Solver switching / smoothing
- For each batch one solver is chosen from a group of solvers with finite (in switching regime) or infinite (in smoothing regime) number of candidates.
- This regime is applied in the training stage
Solver ensembling
- Use several solvers durung inference.
- Outputs of ODE Block (obtained with different solvers) are averaged before propagating through the next layer.
- This regime is applied in the training and testing stages.
Model ensembling
- Use several solvers durung inference.
- Model probabilites obtained via propagation with different solvers are averaged to get the final result.
- This regime is applied in the training and testing stages.
Selected results
Different solver parameterizations yield different robustness
We have trained a neural ODE model several times, using different u
values in parametrization of the 2-nd order Runge-Kutta solver. The image below depicts robust accuracies for the MNIST classification task. We use PGD attack (eps=0.3, lr=2/255 and iters=7). The mean values of robust accuracy (bold lines) and +- standard error mean (shaded region) computed across 9 random seeds are shown in this image.
Solver smoothing improves robustness
We compare results of neural ODE adversarial training on CIFAR-10 dataset with and without solver smoothing (using normal distribution with mean = 0 and sigma=0.0125).
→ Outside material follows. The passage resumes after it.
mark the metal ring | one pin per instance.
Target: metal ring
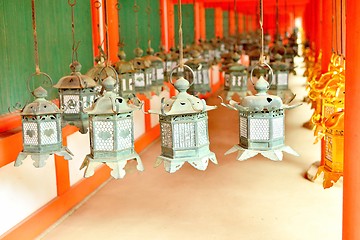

We choose 8-steps RK2 solver with u=0.5 for this experiment.
- We perform training using FGSM random technique described in (with eps=8/255, alpha=10/255).
- We use cyclic learning rate schedule with one cycle (36 epochs, max_lr=0.1, base_lr=1e-7).
- We measure robust accuracy of resulting models after FGSM (eps=8/255) and PGD (eps=8/255, lr=2/255, iters=7) attacks.
- We use
architecture fromsopa/src/models/odenet_cifar10/
that has the following formConv -> PreResNet block -> ODE block -> PreResNet block -> ODE block -> GeLU -> Average Pooling -> Fully Connected
- We compute mean and standard error across 3 random seeds.